Russian supplier Silvinit undercut its competitors by 26 per cent Friday to score a contract with India, leaving analysts to wonder whether the price break signals a widening split among companies desperate to start moving their inventories, or if it was a one-off motivated by Silvinit's shaky finances.
"It's fine to keep the prices up, but eventually these companies need to ask how many tonnes they are actually moving and whether that model is sustainable," said Erin FitzPatrick, Rabobank International assistant vice-president and industry analyst.
The contract with India is key because of the way the potash industry works. Large potash contracts are usually negotiated between brokers and foreign governments anxious to secure a predictable supply of fertilizer for their farmers.

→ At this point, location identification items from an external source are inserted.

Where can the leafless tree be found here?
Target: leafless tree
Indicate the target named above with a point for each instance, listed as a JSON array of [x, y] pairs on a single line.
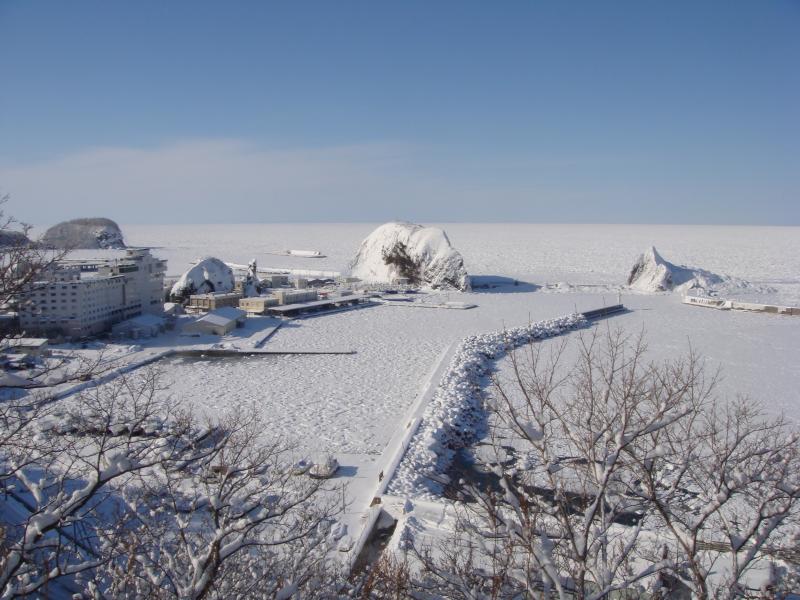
[[613, 474], [22, 260], [236, 523]]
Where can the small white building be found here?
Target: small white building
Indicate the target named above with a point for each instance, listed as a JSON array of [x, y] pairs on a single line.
[[28, 346], [294, 296], [217, 322]]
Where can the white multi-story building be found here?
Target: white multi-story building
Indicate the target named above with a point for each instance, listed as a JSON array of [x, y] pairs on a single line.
[[85, 297]]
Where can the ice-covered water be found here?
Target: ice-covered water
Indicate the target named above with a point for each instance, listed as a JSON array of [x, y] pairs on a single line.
[[577, 254]]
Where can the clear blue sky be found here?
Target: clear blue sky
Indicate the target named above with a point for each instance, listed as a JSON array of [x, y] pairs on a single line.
[[639, 111]]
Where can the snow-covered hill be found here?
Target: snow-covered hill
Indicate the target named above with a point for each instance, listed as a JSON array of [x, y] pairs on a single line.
[[208, 275], [94, 233], [424, 255], [651, 273]]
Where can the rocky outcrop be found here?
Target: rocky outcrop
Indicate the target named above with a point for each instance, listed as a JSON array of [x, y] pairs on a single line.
[[423, 255], [84, 233], [208, 275], [651, 273], [13, 238]]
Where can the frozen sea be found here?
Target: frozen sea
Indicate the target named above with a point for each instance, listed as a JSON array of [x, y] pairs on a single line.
[[576, 254], [354, 403]]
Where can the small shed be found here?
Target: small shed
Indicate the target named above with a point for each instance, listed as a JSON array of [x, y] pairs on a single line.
[[139, 327], [217, 322]]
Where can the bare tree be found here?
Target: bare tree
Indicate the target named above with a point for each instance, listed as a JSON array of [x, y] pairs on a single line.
[[617, 475], [236, 523], [22, 260]]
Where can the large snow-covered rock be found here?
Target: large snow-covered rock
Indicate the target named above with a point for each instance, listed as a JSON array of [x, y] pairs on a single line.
[[84, 233], [651, 273], [421, 254], [208, 275]]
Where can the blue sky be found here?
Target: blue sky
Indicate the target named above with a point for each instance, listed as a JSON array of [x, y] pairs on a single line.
[[617, 112]]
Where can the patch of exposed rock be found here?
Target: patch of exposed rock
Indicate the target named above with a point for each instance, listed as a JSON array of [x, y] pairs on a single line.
[[94, 233], [423, 255], [652, 273], [208, 275]]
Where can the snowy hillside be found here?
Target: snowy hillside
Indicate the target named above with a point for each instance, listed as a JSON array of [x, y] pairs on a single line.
[[421, 254], [651, 273], [208, 275], [96, 233]]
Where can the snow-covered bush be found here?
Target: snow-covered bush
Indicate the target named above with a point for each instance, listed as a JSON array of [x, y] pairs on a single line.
[[612, 475], [454, 415]]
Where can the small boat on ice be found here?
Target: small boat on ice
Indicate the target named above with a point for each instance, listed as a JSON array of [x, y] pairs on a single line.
[[299, 253], [306, 253]]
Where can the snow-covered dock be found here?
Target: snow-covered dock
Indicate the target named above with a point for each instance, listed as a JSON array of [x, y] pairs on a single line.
[[445, 305], [722, 304]]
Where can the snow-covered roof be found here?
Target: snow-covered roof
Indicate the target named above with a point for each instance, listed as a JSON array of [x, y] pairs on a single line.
[[11, 380], [24, 343], [231, 312], [142, 321], [223, 316]]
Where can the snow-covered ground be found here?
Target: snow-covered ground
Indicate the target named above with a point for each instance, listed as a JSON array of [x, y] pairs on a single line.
[[577, 254], [354, 405]]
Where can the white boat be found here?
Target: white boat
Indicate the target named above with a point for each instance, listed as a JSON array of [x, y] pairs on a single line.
[[325, 469], [306, 253]]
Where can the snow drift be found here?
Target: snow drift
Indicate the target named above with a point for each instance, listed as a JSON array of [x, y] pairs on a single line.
[[208, 275], [421, 254], [92, 234], [651, 273], [453, 418]]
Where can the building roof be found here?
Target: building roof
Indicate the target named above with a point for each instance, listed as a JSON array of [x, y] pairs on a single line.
[[24, 343], [297, 306], [229, 312], [145, 320]]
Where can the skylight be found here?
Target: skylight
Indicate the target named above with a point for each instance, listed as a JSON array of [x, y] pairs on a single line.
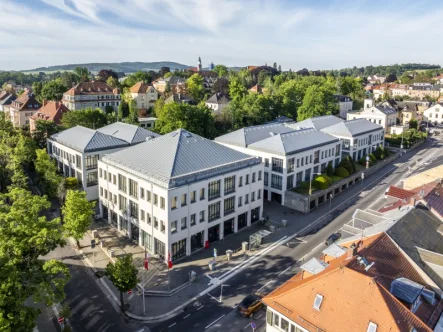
[[317, 302]]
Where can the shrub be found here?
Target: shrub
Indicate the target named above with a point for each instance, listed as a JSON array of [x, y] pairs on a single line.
[[342, 172], [330, 169], [322, 182]]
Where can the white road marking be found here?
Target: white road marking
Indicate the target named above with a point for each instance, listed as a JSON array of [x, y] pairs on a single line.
[[264, 285], [215, 321], [283, 271]]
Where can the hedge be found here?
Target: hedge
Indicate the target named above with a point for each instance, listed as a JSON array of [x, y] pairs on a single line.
[[342, 172]]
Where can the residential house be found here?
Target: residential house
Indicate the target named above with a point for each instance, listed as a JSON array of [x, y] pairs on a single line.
[[180, 191], [77, 150], [147, 122], [91, 94], [434, 114], [367, 284], [217, 101], [383, 115], [50, 111], [290, 154], [345, 104], [6, 99], [22, 108], [175, 84], [179, 98], [144, 94], [358, 137]]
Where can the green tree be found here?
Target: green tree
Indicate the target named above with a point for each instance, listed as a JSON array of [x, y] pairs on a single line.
[[53, 90], [25, 237], [82, 74], [123, 274], [43, 130], [88, 117], [77, 214], [47, 172], [195, 87], [197, 119], [221, 70], [413, 124]]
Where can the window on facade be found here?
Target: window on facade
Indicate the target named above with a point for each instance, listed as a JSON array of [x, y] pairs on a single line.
[[290, 182], [202, 193], [162, 202], [173, 226], [134, 209], [91, 179], [276, 181], [229, 184], [122, 202], [122, 183], [91, 162], [277, 165], [155, 199], [214, 189], [133, 188], [213, 211], [78, 161], [229, 205], [202, 216]]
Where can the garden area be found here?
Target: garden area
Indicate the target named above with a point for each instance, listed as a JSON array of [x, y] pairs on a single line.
[[346, 168], [410, 137]]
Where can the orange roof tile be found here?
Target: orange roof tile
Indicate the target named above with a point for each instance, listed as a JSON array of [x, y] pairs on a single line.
[[352, 296]]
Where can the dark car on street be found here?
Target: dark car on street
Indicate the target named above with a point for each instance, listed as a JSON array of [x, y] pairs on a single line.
[[332, 238], [249, 305]]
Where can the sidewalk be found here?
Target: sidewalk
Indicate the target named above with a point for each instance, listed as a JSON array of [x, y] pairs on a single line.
[[156, 279]]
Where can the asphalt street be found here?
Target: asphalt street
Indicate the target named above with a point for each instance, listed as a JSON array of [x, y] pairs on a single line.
[[209, 314]]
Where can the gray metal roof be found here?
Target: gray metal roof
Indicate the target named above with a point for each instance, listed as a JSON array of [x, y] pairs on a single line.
[[249, 135], [84, 139], [314, 266], [318, 122], [178, 158], [293, 142], [127, 132], [352, 128], [406, 290]]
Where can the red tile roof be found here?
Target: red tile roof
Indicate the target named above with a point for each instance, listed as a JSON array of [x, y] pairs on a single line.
[[352, 296]]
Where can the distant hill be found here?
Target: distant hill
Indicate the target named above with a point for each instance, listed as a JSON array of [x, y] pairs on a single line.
[[126, 67]]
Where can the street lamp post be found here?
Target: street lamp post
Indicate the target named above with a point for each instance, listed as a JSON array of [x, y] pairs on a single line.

Prices set in China, India and Brazil tend to dictate how much companies charge on the spot market to other customers.
The Silvinet deal has India paying $460 (U.S.) a tonne for 850,000 tonnes of potash for March delivery. Its rivals - including broker Canpotex Ltd., which negotiates on behalf of Potash Corp. of Saskatchewan Inc. , Agrium Inc. and Mosaic Co. - had set their prices near the $630 mark, which is close to the price India paid last year.
The Indian deal took many in the industry by surprise, especially considering that Canpotex signed a deal last Thursday with South Korea and Taiwan to secure shipments through the second half of the year for $700. It signed a similar deal with Japan last month.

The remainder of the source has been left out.